The Tribeca Film Fest's opening night film pays homage to its hometown, as 'Page One' director Andrew Rossi takes an inside look at the Met's China expo.
Cultures collide in “First Monday in May,” a behind-the-scenes peek at the making of the Metropolitan Museum of Art’s 2015 exhibition “China: Through the Looking Glass” and its premiere courtesy of the Anna Wintour-spearheaded Met Gala. With considerable access to these twin productions, director Andrew Rossi charts the clash between a variety of old and new world forces. Eventually less an in-depth investigation than a superficial celebration of disparate styles, it’s a tribute to the Met — and especially its star Costume Institute curator, Andrew Bolton — that should fit discerning audiences like a finely tailored glove after its premiere as the opening night selection of this year’s Tribeca Film Festival.
“It’s a kind of theater … fashion can create a dream, create a fantasy,” opines Wintour at the opening of “First Monday in May” — named after the date of the Met Gala. Such fanciful inventiveness is at the heart of “China: Through the Looking Glass,” a look at traditional Chinese fashion, as well as the dialogue between West and East clothing and iconography. The meeting between seemingly incongruent forces was at the heart of Bolton’s career-defining 2011 exhibition “Andrew McQueen: Savage Beauty,” which showcased the beauty and horror of the British designer’s work only a year after his untimely death, and it assumes center stage again in his latest, via his show’s customary Chinese garb and its more Asian-influenced works by John Galliano, Jean-Paul Gaultier and Karl Lagerfeld.
Bolton is acutely aware of the potential pitfalls of such an exhibition — the prime one being that audiences view its juxtapositions as overly weighted toward the West’s appropriation of Chinese style. That comes to the fore most bluntly during a press interview during Bolton and Wintour’s tour of China, though “First Monday in May” never properly dramatizes how the curator navigates, much less resolves, such thorny presentational obstacles; instead, it merely takes his word that they’ll be handled delicately, and then proceeds to other topics.
Those include “Vogue” editor-in-chief Wintour’s role in both “China: Through the Looking Glass” and, especially, the Met Gala, the glitzy fashion world “Super Bowl” that raises millions for the Institute by attracting political, fashion, movie and music luminaries. The red-carpet arrival of modern celebrity power at the classical Met — and the resultant marriages forged between the gallery and the runway, the museum and commerce — is, according to more than one talking head, the source of some contentiousness. Yet here, the film (whose score includes tunes from Nat King Cole and Cat Power) seems to be creating straw men for the benefit of greater dramatic tension, as the overarching scene depicted is one of “high” and “low” art in comfortable symbiotic company.
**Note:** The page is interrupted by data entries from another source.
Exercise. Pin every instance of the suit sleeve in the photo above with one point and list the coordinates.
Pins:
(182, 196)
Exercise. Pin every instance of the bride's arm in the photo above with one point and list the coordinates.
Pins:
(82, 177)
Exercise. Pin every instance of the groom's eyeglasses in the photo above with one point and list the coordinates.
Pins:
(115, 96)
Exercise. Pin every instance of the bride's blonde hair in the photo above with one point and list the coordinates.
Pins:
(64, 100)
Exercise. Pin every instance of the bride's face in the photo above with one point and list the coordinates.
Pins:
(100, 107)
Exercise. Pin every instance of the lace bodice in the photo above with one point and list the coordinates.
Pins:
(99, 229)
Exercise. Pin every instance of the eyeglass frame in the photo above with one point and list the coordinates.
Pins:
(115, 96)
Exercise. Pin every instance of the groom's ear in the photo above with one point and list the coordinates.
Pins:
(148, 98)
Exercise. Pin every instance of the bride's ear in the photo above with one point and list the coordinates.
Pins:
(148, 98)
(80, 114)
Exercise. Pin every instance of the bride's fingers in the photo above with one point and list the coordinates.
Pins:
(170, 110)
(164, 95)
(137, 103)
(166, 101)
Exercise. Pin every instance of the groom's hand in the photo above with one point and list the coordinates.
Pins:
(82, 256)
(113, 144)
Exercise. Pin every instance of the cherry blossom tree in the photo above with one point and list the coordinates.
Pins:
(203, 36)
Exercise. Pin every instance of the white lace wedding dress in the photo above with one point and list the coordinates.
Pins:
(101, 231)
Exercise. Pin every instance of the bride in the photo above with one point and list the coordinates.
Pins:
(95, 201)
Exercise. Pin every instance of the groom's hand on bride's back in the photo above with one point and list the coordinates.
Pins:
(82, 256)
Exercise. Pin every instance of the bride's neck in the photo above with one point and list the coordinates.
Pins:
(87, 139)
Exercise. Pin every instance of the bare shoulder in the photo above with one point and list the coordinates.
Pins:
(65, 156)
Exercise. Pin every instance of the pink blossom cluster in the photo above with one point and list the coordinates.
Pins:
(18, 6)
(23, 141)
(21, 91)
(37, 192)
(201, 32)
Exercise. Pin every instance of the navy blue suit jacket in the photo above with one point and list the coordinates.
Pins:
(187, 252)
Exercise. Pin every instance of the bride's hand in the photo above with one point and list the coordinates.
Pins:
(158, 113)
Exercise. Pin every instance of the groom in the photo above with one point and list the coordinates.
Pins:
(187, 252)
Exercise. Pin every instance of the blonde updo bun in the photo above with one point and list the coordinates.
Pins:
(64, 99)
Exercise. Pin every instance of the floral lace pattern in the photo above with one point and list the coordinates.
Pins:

Director Rossi (“Page One: Inside the New York Times”) equates Wintour’s notorious “The Devil Wears Prada”-inspired reputation to the “dragon lady” stereotype pioneered by Hollywood actress Anna May Wong nearly a century earlier. That intertwined relationship between fashion, art and the movies is furthered by Bolton’s decision to have “In the Mood for Love” director Wong Kar-wai serve as the show’s artistic director, as well as the participation of “Moulin Rouge” director Baz Luhrmann in planning the event — which also features projections of movies such as “The Last Emperor” and “Farewell My Concubine.” In these subtle touches, the filmmaker most quietly, and convincingly, affirms fashion’s legitimacy as an art form akin to that of other expressive mediums.
Detailing the eight-month build-up to the show’s debut, “First Monday in May” is most compelling when simply taking up residence alongside Bolton, Wintour and Wong as they oversee the myriad aspects of their production, from table-seating strategizing, to lighting configuration conversations, to logistical layout plans for what becomes the Met’s largest show ever, replete with an entranceway decorated by a vase comprised of 250,000 roses and a grand staircase lined with foliage.
When its triumphant unveiling arrives, director Rossi’s gliding camera takes us through the museum’s corridors alongside the evening’s famous guests, whose vapid “oohs” and “aahs” undercut the sheer beauty of Bolton’s elaborate presentation. While attendance by the likes of Bradley Cooper, Kim Kardashian, Kendall Jenner, Rihanna (who performs) and Justin Bieber may keep the Costume Institute afloat and relevant, “First Monday in May” reveals them to be mere distractions from the true star of the show: the charismatic, artistically inspired Bolton.